National flag carrier Kenya Airways is recruiting pilots amid a labour standoff that has seen hundreds of pilots down their tools for the third day in a row.

“We are looking for a qualified person to join our team for the position of: Pilot – First Officer,” a job advert by Kenya Airways (KQ) read in part.

The move comes even as the pilots association faulted KQ and the government for the slow pace of negotiations meant to solve the crisis.

“Contrary to reports circulating that we have refused to negotiate, we would like to clarify that Kenya Airline Pilots Association (KALPA) is the only party in this matter that has been making all attempts to bridge the gap between KQ management and ourselves.

“We have sent our proposals both to KQ and the concerned Ministries on Friday, Saturday and yesterday (Sunday). This afternoon we sent out another proposal, with even further concessions,” an update by KALPA secretary general Captain Muriithi Nyagah said.
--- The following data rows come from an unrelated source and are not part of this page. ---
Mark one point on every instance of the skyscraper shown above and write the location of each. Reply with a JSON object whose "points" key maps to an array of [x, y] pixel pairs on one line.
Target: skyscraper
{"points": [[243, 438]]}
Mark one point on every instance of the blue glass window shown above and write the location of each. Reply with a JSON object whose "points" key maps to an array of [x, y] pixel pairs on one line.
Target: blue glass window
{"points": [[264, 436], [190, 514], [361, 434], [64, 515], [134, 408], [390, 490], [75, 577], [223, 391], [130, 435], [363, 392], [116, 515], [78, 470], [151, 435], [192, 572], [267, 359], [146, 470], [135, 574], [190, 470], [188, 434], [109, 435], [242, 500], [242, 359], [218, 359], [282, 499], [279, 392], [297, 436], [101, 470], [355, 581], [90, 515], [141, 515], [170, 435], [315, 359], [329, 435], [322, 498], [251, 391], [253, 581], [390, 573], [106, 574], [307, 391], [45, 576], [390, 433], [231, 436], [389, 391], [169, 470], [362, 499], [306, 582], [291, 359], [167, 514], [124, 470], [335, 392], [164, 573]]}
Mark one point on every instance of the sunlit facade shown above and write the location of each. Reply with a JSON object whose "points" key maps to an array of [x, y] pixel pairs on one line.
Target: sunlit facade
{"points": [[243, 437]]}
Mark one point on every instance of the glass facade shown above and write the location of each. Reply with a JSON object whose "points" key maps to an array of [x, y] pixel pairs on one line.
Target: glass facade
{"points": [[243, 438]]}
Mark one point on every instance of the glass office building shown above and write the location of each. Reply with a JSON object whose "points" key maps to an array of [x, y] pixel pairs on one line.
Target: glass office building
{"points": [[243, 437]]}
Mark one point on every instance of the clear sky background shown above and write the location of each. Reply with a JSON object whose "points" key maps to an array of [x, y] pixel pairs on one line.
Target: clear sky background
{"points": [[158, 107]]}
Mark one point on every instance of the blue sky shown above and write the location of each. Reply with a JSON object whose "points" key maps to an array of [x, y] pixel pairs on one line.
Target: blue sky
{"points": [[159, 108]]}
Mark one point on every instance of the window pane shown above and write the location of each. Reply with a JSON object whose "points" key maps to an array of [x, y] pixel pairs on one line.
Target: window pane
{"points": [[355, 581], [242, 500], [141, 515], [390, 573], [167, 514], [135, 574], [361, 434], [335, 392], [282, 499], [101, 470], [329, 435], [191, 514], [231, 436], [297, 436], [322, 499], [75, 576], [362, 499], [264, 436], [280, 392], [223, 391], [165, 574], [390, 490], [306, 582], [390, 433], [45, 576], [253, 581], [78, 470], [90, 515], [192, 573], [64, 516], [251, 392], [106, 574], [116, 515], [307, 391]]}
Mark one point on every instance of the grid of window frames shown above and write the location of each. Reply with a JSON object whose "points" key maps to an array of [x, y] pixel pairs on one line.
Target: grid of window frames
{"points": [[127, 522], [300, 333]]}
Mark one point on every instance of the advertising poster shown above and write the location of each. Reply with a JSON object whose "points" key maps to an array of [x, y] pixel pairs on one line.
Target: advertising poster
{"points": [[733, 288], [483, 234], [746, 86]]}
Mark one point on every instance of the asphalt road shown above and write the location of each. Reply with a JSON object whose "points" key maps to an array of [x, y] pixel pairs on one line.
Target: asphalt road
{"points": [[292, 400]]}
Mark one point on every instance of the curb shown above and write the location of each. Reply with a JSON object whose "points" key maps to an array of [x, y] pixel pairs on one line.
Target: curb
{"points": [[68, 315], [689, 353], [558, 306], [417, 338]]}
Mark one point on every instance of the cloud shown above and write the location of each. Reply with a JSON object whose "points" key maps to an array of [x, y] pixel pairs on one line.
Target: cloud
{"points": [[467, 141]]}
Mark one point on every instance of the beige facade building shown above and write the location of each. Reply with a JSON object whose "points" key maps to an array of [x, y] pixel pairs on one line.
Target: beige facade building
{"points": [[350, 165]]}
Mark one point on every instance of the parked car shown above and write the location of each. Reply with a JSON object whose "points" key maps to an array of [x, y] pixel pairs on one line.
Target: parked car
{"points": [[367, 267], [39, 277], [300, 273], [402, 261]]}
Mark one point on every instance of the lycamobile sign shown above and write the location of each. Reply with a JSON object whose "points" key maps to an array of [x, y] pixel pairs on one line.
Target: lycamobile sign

The pilots faulted KQ saying was in “bad faith” for the airline management not to provide a counteroffer on their demands.

Read also: Travel chaos in Kenya as KQ pilots, ground staff go on strike

“KQ has made no concessions from the proposals they presented over two weeks ago. They have also made it clear that they will not meet until our members resume their duties, yet this is contrary to the spirit of negotiation of a return-to-work formula that is founded on dialogue,” KALPA added.

“KQ CEO continues to peddle the daily loss amounts our airline incurs daily, yet our contractual pension (provident fund) costs the company only Kes60 million a month for all 3,800 KQ staff, yet, inexplicably, he is willing to let the company lose Kes300 million a day.”

In an update on Monday, KQ Chief Executive Allan Kilavuka said about 20 pilots have reported to duty and the airline has managed to restore roughly 20 percent of its services to Ethiopia, Entebbe, Dar es Salaam and Lusaka Zambia.

Over 400 pilots went on strike on Saturday, November 5th, plunging the national carrier into crisis that left tens of thousands of passengers stranded at the region’s busiest airport.

The pilots are demanding that their salaries and benefits which were suspended when Covid-19 pandemic hit be reinstated. They are also asking for the payment of workers’ provident fund contributions that were frozen during the pandemic.

Both Transport Cabinet Secretary and KQ CEO have termed the strike as unlawful and maintain they are open for dialogue.

“Our pilots have sat here for two days and counting, waiting to execute their functions upon the signing of an agreed position, whereas our proposal sits at the management table gathering dust,” KALPA stated.